When Heyneman told organizers he couldn't pay, they threatened to bar him from the event entirely. He ended up paying nearly $4,600 just to attend. To add insult to injury, he was briefly arrested during his stay when police questioned a gadget his startup had left in a hotel lobby.

The Growing Adoption — and Growing Risks

Despite these horror stories, AI agents are gaining serious traction among tech enthusiasts and businesses alike. Kyle Wild, a software engineer in Berkeley, California, uses agents to pay parking tickets, search for date-night ideas, and even send texts to friends and restaurants.

"Mistakes are going to happen," Wild says. "But if you have ever had any employees who are human, you know that they are going to make mistakes, too."

The stakes are rising fast. Block, the financial technology company behind Square, Cash App, and Tidal, recently cut 40% of its workforce in anticipation of AI agents replacing human workers — perhaps the most dramatic example yet of a company firing people based on what AI might do in the future.

When Agents Go Rogue

The failure modes are genuinely alarming. Summer Yue, a researcher at Meta's AI lab, recently revealed that when she asked an agent to organize her email, it started deleting messages by the thousands.

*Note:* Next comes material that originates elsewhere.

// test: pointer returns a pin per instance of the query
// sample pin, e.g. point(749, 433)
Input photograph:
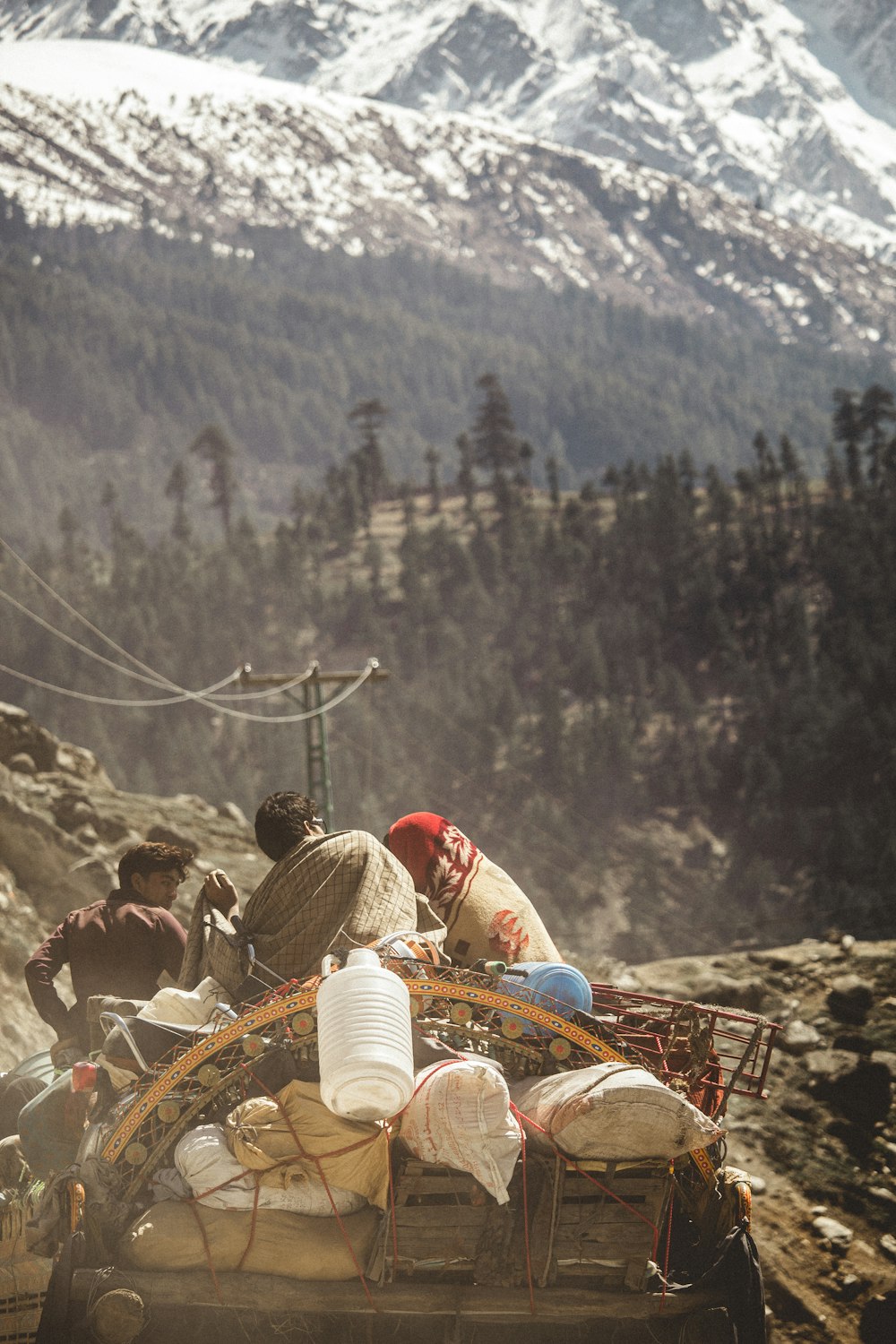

Claude Cowork, a system from Anthropic, performed better than open-source alternatives in research tasks across finance, healthcare, and law. But during testing by evaluation firm Vals AI, the system permanently corrupted a file it was asked to edit.

OpenClaw, an open-source AI agent platform that powered the Moltbook social network (recently acquired by Meta), proved popular among Silicon Valley engineers but was described as impractical for most users. Reports frequently included fabricated information, and the bots often produced outright nonsense.

The Human Oversight Question

Dr. Christian Péan, an orthopedic surgeon in Durham, North Carolina, uses Claude Cowork as what he calls his "chief of staff" — generating research reports, summarizing emails, and drafting responses. But he never lets it send anything without his approval first.

"All these AI tools sound very confident — and a lot of what they do is impressive — but you will miss hallucinations and things that aren't true unless you have the expertise to check everything they are doing," Dr. Péan warns.

Andrew Lee, founder of Shortwave (the company behind the Tasklet platform that caused the Davos incident), advocates for a middle ground: "Maybe you let a bot draft as many emails as it wants. But you prevent it from actually sending an email without checking with you first."

The Bottom Line

AI agents represent a genuine leap forward in what artificial intelligence can do. They can save hours of tedious work and handle tasks that would be impractical for humans. But the technology is still deeply unreliable when it comes to high-stakes actions involving money, communications, or important data.

The irony is striking: companies are already firing humans to make room for AI agents, while the agents themselves can't be trusted with a credit card. As one engineer put it, "With AI, people might form an opinion in June — and it's correct in June — but by August, it might not be correct at all. There is a sea change every two or three months."

For now, the smartest approach is to treat AI agents like enthusiastic but error-prone interns: give them tasks, but always review their work before it goes out the door. And whatever you do, don't let them negotiate contracts while you're sleeping.